Understanding May-Thurner Syndrome: Lauren Boebert's diagnosis explained

Doctors found an acute blood clot. The congresswoman was diagnosed with a rare condition that disrupts blood flow.

Congresswoman Lauren Boebert's team reported that she was admitted to the Rockies' UCHealth Medical Center in Loveland after experiencing severe swelling in her upper left leg. The team explained that after undergoing a scan, doctors found an acute blood clot and diagnosed her with May-Thurner syndrome, a rare condition that disrupts blood flow.

Doctors recommended and scheduled surgery, which they performed successfully this Wednesday to remove the clot and insert a stent, which is a small mesh tube normally used to keep the body's ducts open.

"An exact cause is unknown, but dehydration, travel, and extended periods of sitting have all been identified as potential factors in causing symptoms of May-Thurner Syndrome. Women between the ages of 20 and 45 who have given birth are also more likely to have May-Thurner Syndrome," Boebert explained.

 After taking time to rest as recommended by doctors, she is expected to make a full recovery with no significant concerns for her long-term health and no hindrance to her ability to perform her duties as a Congresswoman.

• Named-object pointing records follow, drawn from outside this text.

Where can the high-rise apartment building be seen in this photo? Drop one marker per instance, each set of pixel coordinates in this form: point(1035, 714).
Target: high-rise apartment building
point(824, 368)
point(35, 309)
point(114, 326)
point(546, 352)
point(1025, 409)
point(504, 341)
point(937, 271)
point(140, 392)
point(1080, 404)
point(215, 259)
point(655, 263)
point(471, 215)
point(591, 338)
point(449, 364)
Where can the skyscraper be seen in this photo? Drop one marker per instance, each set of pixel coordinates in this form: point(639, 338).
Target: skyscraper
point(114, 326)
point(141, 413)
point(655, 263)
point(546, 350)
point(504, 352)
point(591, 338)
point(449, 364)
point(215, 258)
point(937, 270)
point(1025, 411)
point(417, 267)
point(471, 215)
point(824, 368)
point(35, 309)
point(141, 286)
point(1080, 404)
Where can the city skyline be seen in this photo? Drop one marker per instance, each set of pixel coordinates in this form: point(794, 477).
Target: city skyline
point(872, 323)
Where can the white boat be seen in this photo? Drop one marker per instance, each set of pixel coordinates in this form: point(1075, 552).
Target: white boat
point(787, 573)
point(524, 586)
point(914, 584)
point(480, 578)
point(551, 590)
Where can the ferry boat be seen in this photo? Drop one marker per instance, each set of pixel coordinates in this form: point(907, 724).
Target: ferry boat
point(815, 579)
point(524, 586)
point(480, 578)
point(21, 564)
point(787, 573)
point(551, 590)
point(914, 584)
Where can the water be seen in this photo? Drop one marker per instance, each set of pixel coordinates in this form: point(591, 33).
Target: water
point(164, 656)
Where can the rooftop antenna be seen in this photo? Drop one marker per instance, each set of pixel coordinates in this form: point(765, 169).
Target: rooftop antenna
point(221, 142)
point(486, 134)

According to the National Library of Medicine, May-Thurner Syndrome "is a rarely diagnosed condition in which patients develop iliofemoral deep venous thrombosis (DVT) due to an anatomical variant in which the right common iliac artery overlies and compresses the left common iliac vein against the lumbar spine."

This variant has been shown to be present in over 20% of the population; however, it is rarely considered in the differential diagnosis of DVT, particularly in patients with other risk factors. Systemic anticoagulation alone is insufficient treatment, and a more aggressive approach is necessary to prevent recurrent DVT.